Identified Risk Factors for Duchenne Muscular Dystrophy

Getting to know the condition and its possible outcomes is key for researchers to find ways to treat it. More knowledge equals more awareness.

This severe form of muscular dystrophy is a genetic defect that usually affects young boys; making muscles weaker and less flexible over time, this disease usually begins early during childhood.

So far, no cure for this condition has been found. Most people affected by the condition end up needing a wheelchair to get around and can also develop conditions such as lung problems and even heart disease.

Nevertheless, studies and research for Duchenne muscular dystrophy never stop. The latest study from UT Southwestern, a medical center based in Dallas, TX, suggests that identifying those patients with certain risk factors who require to be treated more aggressively can be very helpful to help them live longer with the condition.

The senior author of this study posted in the Journal of the American Heart Association, Dr. Pradeep Mammen says that it sets the base for future investigations, being the first one to predict patients with poor outcomes caused by Duchenne muscular dystrophy.
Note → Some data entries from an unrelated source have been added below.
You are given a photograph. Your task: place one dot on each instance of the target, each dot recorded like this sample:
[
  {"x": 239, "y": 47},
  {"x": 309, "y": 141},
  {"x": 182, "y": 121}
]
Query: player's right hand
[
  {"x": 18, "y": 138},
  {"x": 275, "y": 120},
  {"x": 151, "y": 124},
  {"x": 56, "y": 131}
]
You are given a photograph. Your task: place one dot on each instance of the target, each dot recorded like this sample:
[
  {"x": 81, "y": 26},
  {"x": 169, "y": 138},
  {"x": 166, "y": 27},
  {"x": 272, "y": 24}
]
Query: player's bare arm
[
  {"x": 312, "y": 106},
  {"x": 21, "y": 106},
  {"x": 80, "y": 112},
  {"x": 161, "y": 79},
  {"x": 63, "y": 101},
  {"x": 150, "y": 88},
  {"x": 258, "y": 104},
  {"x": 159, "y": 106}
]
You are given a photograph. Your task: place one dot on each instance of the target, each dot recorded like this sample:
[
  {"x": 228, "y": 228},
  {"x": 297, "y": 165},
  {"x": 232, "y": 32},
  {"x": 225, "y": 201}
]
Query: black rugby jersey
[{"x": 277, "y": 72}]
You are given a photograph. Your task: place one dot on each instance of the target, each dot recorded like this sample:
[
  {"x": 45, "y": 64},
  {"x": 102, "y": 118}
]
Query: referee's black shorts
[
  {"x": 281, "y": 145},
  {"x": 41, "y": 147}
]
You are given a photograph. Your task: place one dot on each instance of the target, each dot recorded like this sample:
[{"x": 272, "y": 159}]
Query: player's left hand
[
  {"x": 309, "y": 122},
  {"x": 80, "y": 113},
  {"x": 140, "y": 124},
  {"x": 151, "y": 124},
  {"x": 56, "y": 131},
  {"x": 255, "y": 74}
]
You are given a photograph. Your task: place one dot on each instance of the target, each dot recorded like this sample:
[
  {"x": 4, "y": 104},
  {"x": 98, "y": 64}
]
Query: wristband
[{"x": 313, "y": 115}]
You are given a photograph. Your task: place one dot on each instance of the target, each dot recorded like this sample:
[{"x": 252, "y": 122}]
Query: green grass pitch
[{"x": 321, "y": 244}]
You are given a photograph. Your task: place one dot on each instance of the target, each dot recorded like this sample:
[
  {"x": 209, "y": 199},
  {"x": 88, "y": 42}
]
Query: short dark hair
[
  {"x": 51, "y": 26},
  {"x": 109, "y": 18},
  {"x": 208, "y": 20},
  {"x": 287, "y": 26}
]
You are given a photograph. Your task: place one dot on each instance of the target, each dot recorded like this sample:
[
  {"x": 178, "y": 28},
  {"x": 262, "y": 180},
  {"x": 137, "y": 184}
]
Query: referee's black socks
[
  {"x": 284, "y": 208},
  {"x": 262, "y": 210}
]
Relevant findings unveiled by the study

During the research, investigators found out about 3 different traits that were common among people with Duchenne muscular dystrophy dying at an earlier age than others.

• Those with poor outcomes were demonstrated to have poorer lung function, having highest pressure during inhalation.
• Most people dying early tend to be underweight. Body mass index average for those who survived the study was of 25.8, while those who were not able to survive the time period of the test had an average body mass index of 17.3.
• According to blood tests, people dying at a younger age were found to have higher levels of proteins in the blood, which is an indicator of a damaged or weakened heart.
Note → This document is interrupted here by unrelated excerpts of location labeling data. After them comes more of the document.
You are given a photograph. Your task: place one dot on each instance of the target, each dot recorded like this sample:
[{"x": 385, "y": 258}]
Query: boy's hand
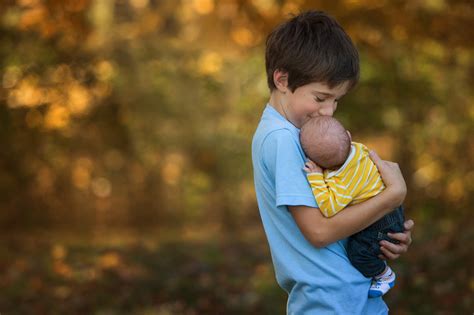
[
  {"x": 311, "y": 167},
  {"x": 393, "y": 251},
  {"x": 392, "y": 178}
]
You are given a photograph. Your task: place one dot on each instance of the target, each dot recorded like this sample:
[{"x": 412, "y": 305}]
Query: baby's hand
[{"x": 311, "y": 167}]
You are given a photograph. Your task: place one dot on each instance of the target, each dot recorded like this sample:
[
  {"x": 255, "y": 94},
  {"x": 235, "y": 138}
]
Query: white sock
[{"x": 386, "y": 274}]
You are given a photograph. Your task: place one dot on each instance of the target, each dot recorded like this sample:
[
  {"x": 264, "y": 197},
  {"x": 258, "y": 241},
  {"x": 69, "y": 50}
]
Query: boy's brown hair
[{"x": 311, "y": 47}]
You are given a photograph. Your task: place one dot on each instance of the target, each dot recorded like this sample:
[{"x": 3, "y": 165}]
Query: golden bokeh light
[
  {"x": 203, "y": 6},
  {"x": 57, "y": 117},
  {"x": 210, "y": 63},
  {"x": 101, "y": 187}
]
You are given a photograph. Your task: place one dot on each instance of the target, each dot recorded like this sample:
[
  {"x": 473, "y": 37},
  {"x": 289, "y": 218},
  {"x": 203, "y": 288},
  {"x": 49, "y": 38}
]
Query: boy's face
[{"x": 311, "y": 100}]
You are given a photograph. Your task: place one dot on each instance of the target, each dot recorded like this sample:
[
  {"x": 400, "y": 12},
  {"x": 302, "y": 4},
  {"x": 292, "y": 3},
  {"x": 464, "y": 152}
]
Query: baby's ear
[{"x": 350, "y": 137}]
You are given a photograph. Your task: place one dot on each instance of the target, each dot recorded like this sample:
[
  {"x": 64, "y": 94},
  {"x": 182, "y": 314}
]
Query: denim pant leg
[{"x": 363, "y": 248}]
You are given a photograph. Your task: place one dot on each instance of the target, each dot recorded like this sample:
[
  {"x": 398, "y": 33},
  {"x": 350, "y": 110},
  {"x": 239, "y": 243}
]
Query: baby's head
[{"x": 325, "y": 141}]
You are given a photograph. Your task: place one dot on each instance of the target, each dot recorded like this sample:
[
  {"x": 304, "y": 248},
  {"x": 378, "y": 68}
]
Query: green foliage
[{"x": 140, "y": 114}]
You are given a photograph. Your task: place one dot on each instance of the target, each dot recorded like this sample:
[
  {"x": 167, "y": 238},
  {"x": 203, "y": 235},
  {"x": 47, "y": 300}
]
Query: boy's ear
[
  {"x": 280, "y": 79},
  {"x": 350, "y": 136}
]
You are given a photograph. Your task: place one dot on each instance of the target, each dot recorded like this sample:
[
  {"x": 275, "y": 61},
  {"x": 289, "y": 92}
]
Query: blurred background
[{"x": 125, "y": 176}]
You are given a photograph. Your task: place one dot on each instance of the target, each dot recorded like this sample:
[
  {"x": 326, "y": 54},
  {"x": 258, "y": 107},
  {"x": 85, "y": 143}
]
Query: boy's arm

Moreover, these “poor outcomers” were found to have liver damage, unveiled by lower levels of an enzyme found in the blood.

Aggressive treatment after finding signs of a poor outcome

Dr. Mammen, who is also the director of UT Southwestern’s Neuromuscular Cardiomyopathy Clinic says that with early intervention on treatments for those people affected in a heavy way by Duchenne, lives may be extended significantly.

It was also highlighted that in an earlier study, researchers were able to spot that only 50% of adult patients suffering from cardiomyopathy took medication to treat heart failure. The same researchers concluded that the addition of beta blockers and mineralocorticoid antagonists could be quite helpful when looking to prevent decline in heart function. This kind of treatment can ultimately postpone death, usually implanting a defibrillator that normalizes irregular heartbeat.

Additionally to this, the study says that a cardiac MRI is more sensitive and accurate at the time of evaluating the severity of a problem present in the heart when it comes to patients with Duchenne muscular dystrophy. This is contrary to the common belief of using echocardiography as the method to diagnose these problems.